If you’re anything like most Americans, at some point between the hours of 6:30 a.m. and 7:30 p.m. on Election Day, you will make your way to a polling place to cast your ballot.  

If there’s a line, you’ll wait. While waiting, you may wonder aloud if online voting will ever be a thing. You may also consider the frenzy of the past 18 months. Just as likely you’ll consider the next 18.  

But what if upon arriving at the check-in-desk, someone walks up behind you to argue that you may not be who you claim to be?

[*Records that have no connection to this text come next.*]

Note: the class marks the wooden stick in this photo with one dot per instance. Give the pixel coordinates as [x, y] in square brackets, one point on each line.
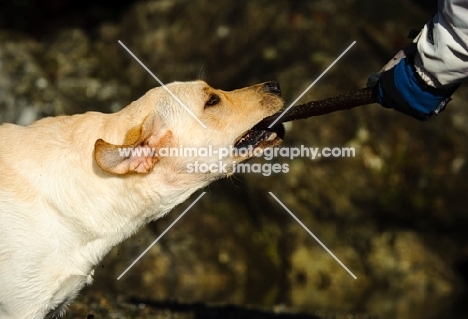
[340, 102]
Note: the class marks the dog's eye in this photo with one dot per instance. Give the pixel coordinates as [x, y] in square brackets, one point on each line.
[213, 100]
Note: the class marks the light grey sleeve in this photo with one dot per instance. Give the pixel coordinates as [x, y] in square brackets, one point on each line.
[442, 57]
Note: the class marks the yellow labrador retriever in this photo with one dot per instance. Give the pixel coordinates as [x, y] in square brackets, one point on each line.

What if they claim your vote is fraudulent?  

It happens, and is expected to happen again this year amid mounting calls for more aggressive poll watching and Republican nominee Donald Trump’s stoking of fresh partisan suspicions.

In response, election officials say they’re reviewing and re-issuing guidelines concerning poll watcher conduct, amid growing concerns about “aggressive behavior outside the polls and routine, frivolous or bad faith challenges inside.”

They’re also reminding voters about their rights if their vote is challenged.  

Suzanne Almeida, executive director of the Pennsylvania League of Women Voters, said voter qualifications can only be challenged on two grounds: Identity — the voter is not who they claim to be — or residence — the voter does not live in the district where they are attempting to vote.

According to Wanda Murren, spokeswoman for the Pennsylvania Department of State, if a voter’s identity or residence is challenged, an on-site judge of elections will decide whether to accept their vote or not.

“The Judge of Election has the authority to decide whether the voter has adequately demonstrated his or her identity and whether the challenger had a good faith basis to make the challenge,” Murren writes.

If the judge cannot decide on the spot, Murren adds, “the Judge may require a challenged elector to get another qualified elector to sign an affidavit vouching for the challenged elector’s identity or residence.”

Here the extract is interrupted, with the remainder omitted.